1 Mars Express (c) Everyone on Deck (1)
© Everyone on Deck/GKids

While any and all things cyberpunk already garner an extensive level of intrigue from their visual appearance alone, crucially, Mars Express It brings to mind something that genre creator Mike Pondsmith spent decades preaching to deaf ears: Cyberpunk isn’t an aspiration — it’s a warning. The film’s far-fetched future is an exemplary example of how that meaning has been hopelessly obliterated in pop culture, where neural implants and augmented bodies sold at a premium by corporate oligarchs shine like toys to the masses until they’re confronted with the reality that every system hesitates. In Mars ExpressTechnological progress is less notable than the invention of the wheel; This is Windows asking for another update which inexplicably crashes your PC.

That ethos is evident throughout the film’s world-building. Surgical machines require mid-procedure firmware updates while doctors keep absent-mindedly scrolling on their phones. Co-workers’ inside jokes become even more existentially isolating as they’re revealed on a group call inside their minds — you need an invitation to find out why everyone was laughing at the crime scene.

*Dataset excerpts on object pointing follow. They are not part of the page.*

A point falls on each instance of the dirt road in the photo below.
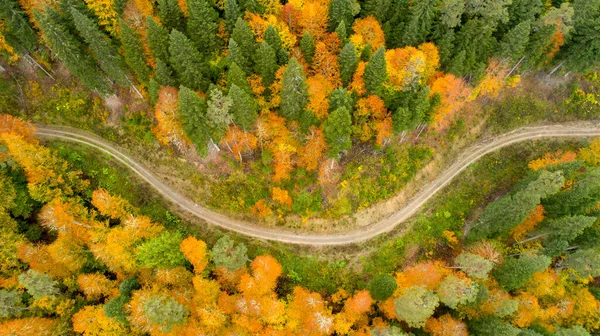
(469, 156)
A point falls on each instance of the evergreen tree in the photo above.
(170, 15)
(340, 11)
(186, 61)
(337, 129)
(243, 108)
(158, 40)
(273, 39)
(422, 15)
(236, 56)
(232, 14)
(265, 63)
(134, 52)
(375, 72)
(237, 76)
(203, 25)
(294, 91)
(192, 109)
(163, 74)
(19, 33)
(70, 51)
(307, 46)
(348, 62)
(514, 42)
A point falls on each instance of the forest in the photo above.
(285, 112)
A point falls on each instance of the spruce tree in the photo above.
(273, 39)
(186, 61)
(307, 46)
(232, 14)
(102, 48)
(69, 50)
(348, 62)
(170, 14)
(203, 25)
(237, 76)
(337, 129)
(158, 40)
(134, 52)
(340, 11)
(375, 72)
(513, 44)
(236, 56)
(19, 33)
(243, 108)
(265, 63)
(192, 109)
(294, 91)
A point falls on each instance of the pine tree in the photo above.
(307, 45)
(186, 61)
(340, 11)
(265, 63)
(232, 14)
(158, 40)
(294, 91)
(70, 51)
(273, 39)
(203, 25)
(102, 48)
(19, 33)
(337, 129)
(237, 76)
(348, 62)
(170, 15)
(134, 52)
(375, 72)
(236, 55)
(192, 109)
(243, 108)
(514, 42)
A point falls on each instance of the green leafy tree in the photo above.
(307, 46)
(265, 63)
(203, 25)
(474, 265)
(294, 91)
(161, 252)
(102, 48)
(38, 284)
(340, 11)
(337, 129)
(583, 50)
(170, 14)
(454, 291)
(415, 306)
(243, 108)
(375, 72)
(348, 62)
(382, 287)
(69, 50)
(19, 33)
(134, 52)
(11, 304)
(192, 109)
(165, 311)
(232, 14)
(186, 61)
(226, 253)
(513, 44)
(514, 273)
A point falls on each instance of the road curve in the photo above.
(469, 156)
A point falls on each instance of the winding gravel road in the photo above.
(469, 156)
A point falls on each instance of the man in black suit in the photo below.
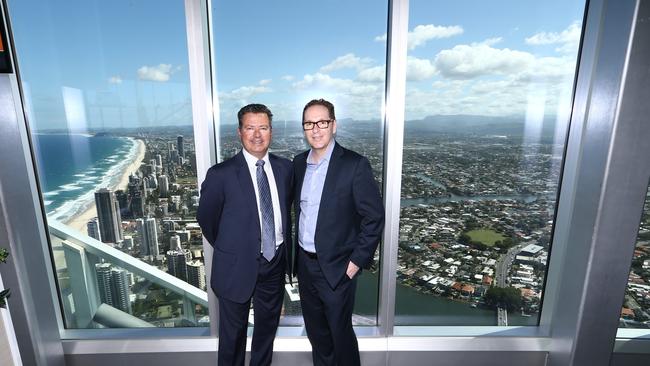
(339, 221)
(244, 214)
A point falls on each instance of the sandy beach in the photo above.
(79, 222)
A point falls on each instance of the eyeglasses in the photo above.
(321, 124)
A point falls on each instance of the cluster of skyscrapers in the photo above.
(147, 205)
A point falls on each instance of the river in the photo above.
(415, 308)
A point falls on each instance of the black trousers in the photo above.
(267, 304)
(328, 314)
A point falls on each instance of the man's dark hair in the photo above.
(254, 108)
(324, 103)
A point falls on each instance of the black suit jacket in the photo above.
(351, 214)
(229, 220)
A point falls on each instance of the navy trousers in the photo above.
(267, 304)
(328, 314)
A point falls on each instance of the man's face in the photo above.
(255, 133)
(319, 138)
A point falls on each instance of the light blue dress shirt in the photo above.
(310, 196)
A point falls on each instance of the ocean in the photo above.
(71, 167)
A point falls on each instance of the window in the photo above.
(488, 96)
(635, 312)
(107, 99)
(283, 55)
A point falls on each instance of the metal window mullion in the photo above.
(396, 52)
(198, 48)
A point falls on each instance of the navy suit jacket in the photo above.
(351, 213)
(229, 219)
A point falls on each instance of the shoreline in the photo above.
(78, 222)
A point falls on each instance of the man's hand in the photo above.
(352, 270)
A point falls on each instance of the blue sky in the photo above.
(128, 59)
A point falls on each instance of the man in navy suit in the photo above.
(244, 214)
(339, 221)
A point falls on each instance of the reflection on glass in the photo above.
(486, 117)
(109, 111)
(636, 305)
(297, 52)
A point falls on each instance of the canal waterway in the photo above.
(416, 308)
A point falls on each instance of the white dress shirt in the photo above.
(277, 214)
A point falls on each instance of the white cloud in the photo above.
(418, 69)
(353, 98)
(423, 33)
(161, 72)
(477, 59)
(374, 74)
(245, 92)
(326, 82)
(348, 61)
(567, 40)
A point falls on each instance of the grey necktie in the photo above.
(266, 207)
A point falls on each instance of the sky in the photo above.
(104, 64)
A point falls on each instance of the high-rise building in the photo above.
(113, 286)
(123, 202)
(120, 287)
(174, 242)
(93, 229)
(196, 274)
(163, 184)
(108, 212)
(137, 204)
(128, 242)
(177, 260)
(179, 145)
(148, 231)
(184, 235)
(103, 271)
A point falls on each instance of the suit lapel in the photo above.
(329, 187)
(246, 185)
(279, 175)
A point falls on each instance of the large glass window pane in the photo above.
(107, 99)
(285, 54)
(489, 88)
(635, 312)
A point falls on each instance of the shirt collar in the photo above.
(326, 157)
(251, 160)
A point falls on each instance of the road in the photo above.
(501, 273)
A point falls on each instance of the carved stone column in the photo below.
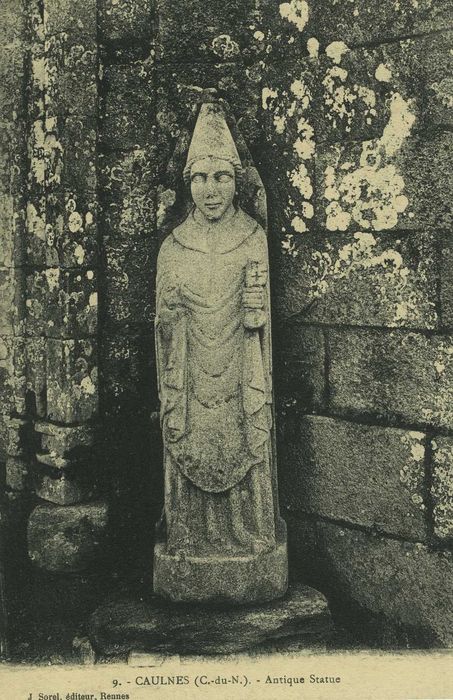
(67, 527)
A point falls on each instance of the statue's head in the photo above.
(213, 186)
(213, 169)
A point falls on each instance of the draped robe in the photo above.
(215, 389)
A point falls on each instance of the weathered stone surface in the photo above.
(126, 20)
(12, 156)
(127, 181)
(402, 376)
(179, 91)
(71, 380)
(435, 63)
(62, 304)
(30, 361)
(77, 18)
(404, 590)
(367, 475)
(61, 230)
(360, 279)
(155, 626)
(129, 280)
(11, 307)
(128, 105)
(16, 472)
(446, 280)
(12, 85)
(62, 439)
(363, 21)
(71, 69)
(67, 538)
(287, 110)
(62, 490)
(71, 155)
(351, 102)
(299, 367)
(442, 486)
(12, 19)
(128, 374)
(221, 579)
(12, 238)
(382, 184)
(6, 372)
(83, 651)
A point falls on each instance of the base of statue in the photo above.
(299, 621)
(254, 578)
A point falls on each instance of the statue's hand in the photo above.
(253, 305)
(172, 297)
(253, 298)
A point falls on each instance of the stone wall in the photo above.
(345, 108)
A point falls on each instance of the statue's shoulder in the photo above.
(167, 247)
(256, 234)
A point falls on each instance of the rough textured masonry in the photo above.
(346, 108)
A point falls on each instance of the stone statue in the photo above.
(221, 538)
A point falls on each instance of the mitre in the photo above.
(211, 138)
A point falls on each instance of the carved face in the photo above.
(212, 184)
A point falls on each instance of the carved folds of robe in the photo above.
(215, 391)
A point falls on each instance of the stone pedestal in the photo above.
(233, 580)
(153, 625)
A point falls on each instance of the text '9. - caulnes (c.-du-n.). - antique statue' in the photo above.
(221, 538)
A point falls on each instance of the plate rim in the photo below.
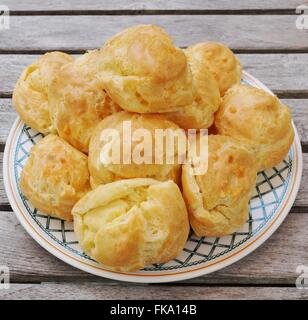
(155, 278)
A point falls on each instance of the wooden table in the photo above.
(264, 36)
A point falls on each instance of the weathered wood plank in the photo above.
(280, 72)
(274, 262)
(94, 291)
(241, 32)
(38, 5)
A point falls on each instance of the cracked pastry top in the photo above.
(217, 200)
(128, 224)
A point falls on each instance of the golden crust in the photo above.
(55, 177)
(78, 101)
(220, 60)
(129, 224)
(199, 114)
(30, 96)
(217, 201)
(104, 173)
(144, 72)
(260, 120)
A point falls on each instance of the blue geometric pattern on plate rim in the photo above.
(199, 241)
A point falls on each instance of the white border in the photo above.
(158, 278)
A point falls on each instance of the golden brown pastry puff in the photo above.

Self-driving cars will wander around nearby accidents without their passengers checking in to see if anyone is OK. Mars Express It’s a world where convenience numbs humanity, chaos isolates rather than connects, and breaking machines out of jail is a crime worthy of condemnation with the utmost prejudice. In short, all the fixings of a cyberpunk world where human-machine coexistence goes awry in so many ways that it’s too normal to notice until it’s too late. So, a perfect world for a cyber-noir film for our private investigators to fight backfoot to pull the thread that leads the world into a more shambles.

Mars Express (c) Everyone on Deck (1)
© Everyone on Deck/GKids

Without a doubt, this is a helluva-looking film that’s brutal when it needs to be, explosive when it wants to be, and animated by a tactile sense of weight and momentum that keeps its camera shifting between first-person shocks, shoulder-tension, and sweeping dynamic compositions. Furthermore, none of it ever feels flat or decorative; Every scene, from the macro of establishing shots of its sweaty, dense, neon-drenched clubs to the micro expressions of its composition, deepens the groove of a story that never loses its momentum and only tightens its grip on you as its murder mystery unfolds.

What’s most impressive, however, is how much the film communicates without stopping to explain itself further. Its world, rules, and emotional stakes come through the old-school discipline of showing rather than telling. And the film trusts its audience to pick up on the rhythms of its society, the friction of its inhabitants and automatons, and the quiet tragedies embedded in the everyday occurrences of its characters’ lives, while its central investigation remains humming at every turn. It’s a balancing act that, on paper, should feel like spinning plates, yet somehow it’s pulled off with ease by production studio Everybody on Deck.

Mars Express (C) Everyone on Deck (5)
© Everyone on Deck/GKids

At the center of that balancing act is the couple who is carrying the whole thing. Aline is your future remake of the typical gumshoe that has worn her out: sarcastic, battle-scarred, sharp-tongued, and projecting a tough exterior that barely hides how hungry she is for real human connection. The film never emphasizes this; It lets you see the cracks in the quiet, deeply human moments as she tries to move forward. Carlos, a synthetic man whose stuff is under Netflix’s iceberg converted carbon The irony is that the sign is his closest bond. Together, they’re the force that draws the film’s emotional gravity, establishing a sci-fi world that could easily collapse under the weight of its ideas into a single masterwork in which you’re not so much led as you are allowed to stumble, as the film trusts you to pick out what matters in its nuances without ever guiding your hand.

what’s left in it Mars Express‘The Wake is a sharp, criminally underappreciated gem that’s far truer to the spirit of cyberpunk than most stories that feature the label. And it does so with a steady hand, never letting the cool factor of its lush aesthetics outweigh the story it serves.

You can rent or buy Mars Express On Prime Video, Apple TV, Fandango at Home, Google Play or YouTube.